Etrafta bir tevatür dolaşmakta. Hidroelektrik santral kapaklarının açılması ile selin meydana geldiği söylenmekte. Doğru mudur, değil midir bilmemekle birlikte bu kadar yüksek debili bir selin oluşmasının, mutlaka bir hatadan meydana geldiğini düşünmekteyim. Hidroelektrik santralinin yukardan çekilmiş resmini sizde gördünüz mü? Santral ortada yok, kapaklar yok, dere tabii mecrasına dönmüş akıyor. Selde etkin olan, dere yatağında kazanılan arazinin birine tomruklar istif edilmiş. Ancak su, bu tomrukları koç boynuzu misali, önüne ne kattıysa sürüklemiş götürmüş. Tomrukların önüne çıkan köprüleri de alıp yıkmış. Bütün bu olaylarda kaybettiğimiz yurdum insanlarımız var. Burada bir veya birçok kişi suçlu, ben zihniyetin de suçlu olduğuna inanmaktayım.
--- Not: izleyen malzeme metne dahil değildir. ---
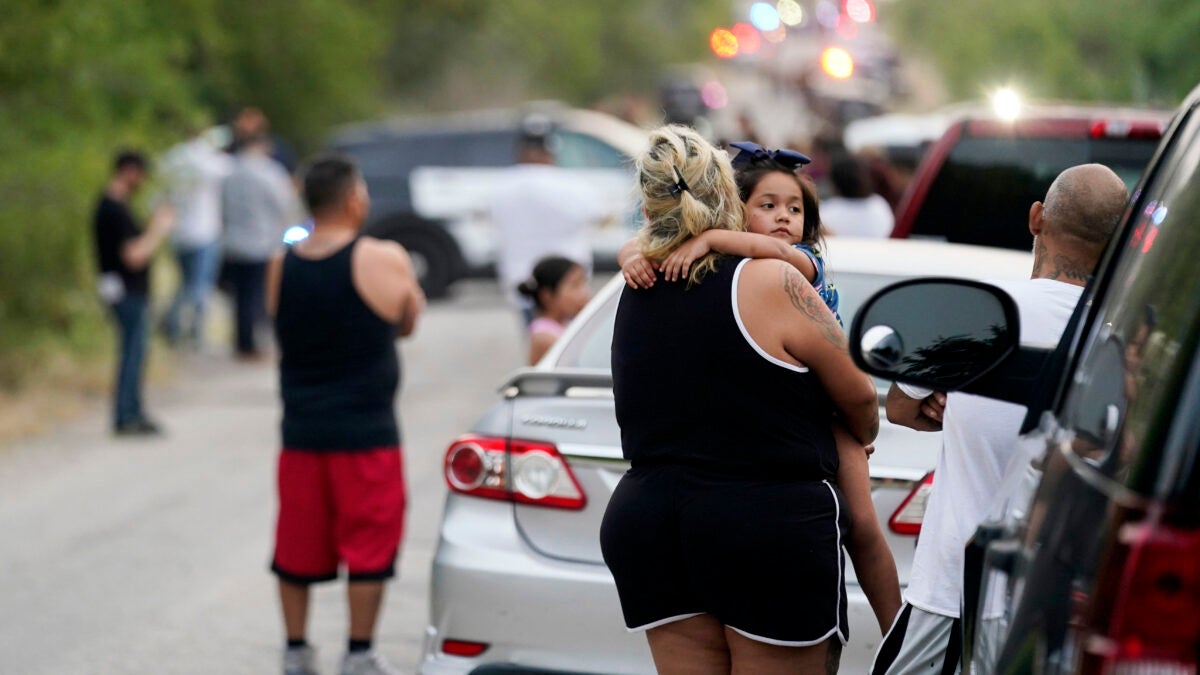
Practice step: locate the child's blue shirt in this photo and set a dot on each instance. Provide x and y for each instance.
(823, 287)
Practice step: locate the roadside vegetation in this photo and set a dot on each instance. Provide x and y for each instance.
(79, 79)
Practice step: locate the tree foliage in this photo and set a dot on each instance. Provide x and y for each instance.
(1120, 51)
(81, 79)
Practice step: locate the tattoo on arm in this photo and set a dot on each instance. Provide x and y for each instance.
(807, 300)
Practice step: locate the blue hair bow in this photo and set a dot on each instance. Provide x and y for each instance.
(750, 153)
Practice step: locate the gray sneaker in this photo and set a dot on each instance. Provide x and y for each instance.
(367, 663)
(300, 661)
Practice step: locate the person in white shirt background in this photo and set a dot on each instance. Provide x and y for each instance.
(1071, 230)
(856, 210)
(541, 209)
(193, 172)
(258, 203)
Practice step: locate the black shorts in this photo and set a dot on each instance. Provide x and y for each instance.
(762, 556)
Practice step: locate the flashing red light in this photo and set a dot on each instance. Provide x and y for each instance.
(749, 39)
(724, 43)
(838, 63)
(463, 647)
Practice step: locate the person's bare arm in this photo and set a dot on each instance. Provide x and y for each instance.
(274, 274)
(923, 414)
(865, 544)
(412, 299)
(639, 272)
(813, 336)
(384, 278)
(744, 244)
(136, 252)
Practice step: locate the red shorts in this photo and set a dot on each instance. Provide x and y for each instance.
(339, 508)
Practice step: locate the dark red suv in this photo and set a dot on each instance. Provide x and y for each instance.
(976, 184)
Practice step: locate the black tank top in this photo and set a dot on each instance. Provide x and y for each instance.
(693, 389)
(339, 370)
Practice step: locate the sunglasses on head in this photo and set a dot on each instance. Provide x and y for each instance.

Bu suçların faillerinin mutlaka Yüce Divan’da yargılanmaları gerek. Yoksa Tuncay Mataracı, Şerafettin Elçi’nin ne günahı vardı? Yüce Divan için görevi kötüye kullanmak ve insanların ölmesine neden olmak yeterli bir neden, diye bir sözüm geldi söyledim hem nalına hem mıhına.